The credibility of the charge depends on ignoring several important facts:
-- There has been a great deal of deregulation in our economy over the last 30 years, but none of it has been in the financial sector or has had anything to do with the current crisis. Almost all financial legislation, such as the Federal Deposit Insurance Corp. Improvement Act of 1991, adopted after the savings and loan collapse in the late 1980s, significantly tightened the regulation of banks.
-- The repeal of portions of the Glass-Steagall Act in 1999 -- often cited by people who know nothing about that law -- has no relevance whatsoever to the financial crisis, with one major exception: it permitted banks to be affiliated with firms that underwrite securities, and thus allowed Bank of America Corp. to acquire Merrill Lynch & Co. and JPMorgan Chase & Co. to buy Bear Stearns Cos. Both transactions saved the government the costs of a rescue and spared the market substantial additional turmoil.

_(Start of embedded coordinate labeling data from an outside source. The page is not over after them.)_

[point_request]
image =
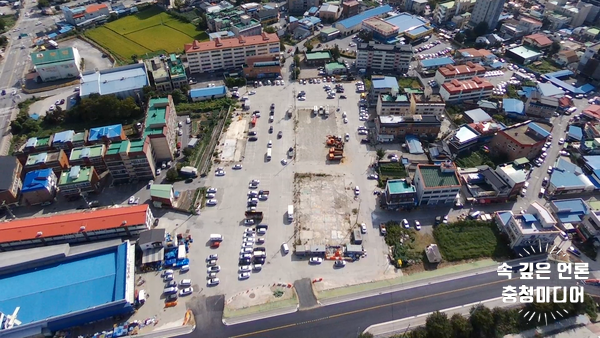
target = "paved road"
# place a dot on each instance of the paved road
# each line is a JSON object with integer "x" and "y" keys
{"x": 346, "y": 319}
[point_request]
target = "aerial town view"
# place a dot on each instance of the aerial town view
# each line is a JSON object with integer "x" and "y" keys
{"x": 300, "y": 169}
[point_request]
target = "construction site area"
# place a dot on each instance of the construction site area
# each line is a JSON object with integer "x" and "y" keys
{"x": 323, "y": 224}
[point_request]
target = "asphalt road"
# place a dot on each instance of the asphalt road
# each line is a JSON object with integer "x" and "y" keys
{"x": 346, "y": 319}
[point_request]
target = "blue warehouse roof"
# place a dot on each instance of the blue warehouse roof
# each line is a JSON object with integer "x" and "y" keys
{"x": 208, "y": 91}
{"x": 358, "y": 19}
{"x": 36, "y": 180}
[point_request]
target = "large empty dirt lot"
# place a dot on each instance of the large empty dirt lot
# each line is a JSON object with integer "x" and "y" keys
{"x": 323, "y": 213}
{"x": 311, "y": 134}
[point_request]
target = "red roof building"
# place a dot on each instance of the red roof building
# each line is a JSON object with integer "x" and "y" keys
{"x": 76, "y": 227}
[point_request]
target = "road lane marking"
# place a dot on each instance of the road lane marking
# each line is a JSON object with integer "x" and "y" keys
{"x": 370, "y": 308}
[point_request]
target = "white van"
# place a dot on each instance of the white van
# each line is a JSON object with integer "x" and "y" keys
{"x": 216, "y": 238}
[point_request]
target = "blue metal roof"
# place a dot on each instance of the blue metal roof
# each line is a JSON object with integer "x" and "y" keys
{"x": 406, "y": 22}
{"x": 535, "y": 127}
{"x": 575, "y": 133}
{"x": 414, "y": 145}
{"x": 36, "y": 180}
{"x": 80, "y": 283}
{"x": 107, "y": 131}
{"x": 358, "y": 19}
{"x": 513, "y": 106}
{"x": 208, "y": 91}
{"x": 437, "y": 62}
{"x": 592, "y": 161}
{"x": 571, "y": 210}
{"x": 386, "y": 82}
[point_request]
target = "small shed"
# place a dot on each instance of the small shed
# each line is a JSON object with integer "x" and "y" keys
{"x": 433, "y": 253}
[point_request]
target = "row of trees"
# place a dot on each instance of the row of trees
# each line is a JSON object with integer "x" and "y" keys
{"x": 484, "y": 322}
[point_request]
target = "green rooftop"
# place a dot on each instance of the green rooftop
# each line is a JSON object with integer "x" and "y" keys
{"x": 157, "y": 110}
{"x": 83, "y": 152}
{"x": 433, "y": 177}
{"x": 136, "y": 146}
{"x": 397, "y": 98}
{"x": 118, "y": 148}
{"x": 161, "y": 190}
{"x": 312, "y": 56}
{"x": 52, "y": 56}
{"x": 400, "y": 187}
{"x": 76, "y": 175}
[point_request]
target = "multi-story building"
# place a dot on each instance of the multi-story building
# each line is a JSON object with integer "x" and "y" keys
{"x": 39, "y": 187}
{"x": 394, "y": 58}
{"x": 92, "y": 156}
{"x": 106, "y": 134}
{"x": 431, "y": 104}
{"x": 229, "y": 53}
{"x": 78, "y": 180}
{"x": 474, "y": 55}
{"x": 161, "y": 126}
{"x": 301, "y": 6}
{"x": 436, "y": 184}
{"x": 128, "y": 163}
{"x": 538, "y": 40}
{"x": 392, "y": 128}
{"x": 382, "y": 85}
{"x": 399, "y": 194}
{"x": 466, "y": 90}
{"x": 123, "y": 82}
{"x": 487, "y": 11}
{"x": 10, "y": 180}
{"x": 459, "y": 72}
{"x": 57, "y": 64}
{"x": 541, "y": 106}
{"x": 533, "y": 228}
{"x": 259, "y": 67}
{"x": 84, "y": 16}
{"x": 68, "y": 139}
{"x": 57, "y": 161}
{"x": 445, "y": 11}
{"x": 524, "y": 139}
{"x": 393, "y": 104}
{"x": 382, "y": 30}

None of the investment banks that got into financial trouble, specifically Bear Stearns, Merrill Lynch, Lehman Brothers Holdings Inc., Morgan Stanley and Goldman Sachs Group Inc., were affiliated with commercial banks, and none were affected in any way by the repeal of Glass-Steagall.
EDIT: Fannie and Freddie were also exempted from some of the Sarbanes-Oxley Act, passed to force disclosure of more accounting information after Enron failed.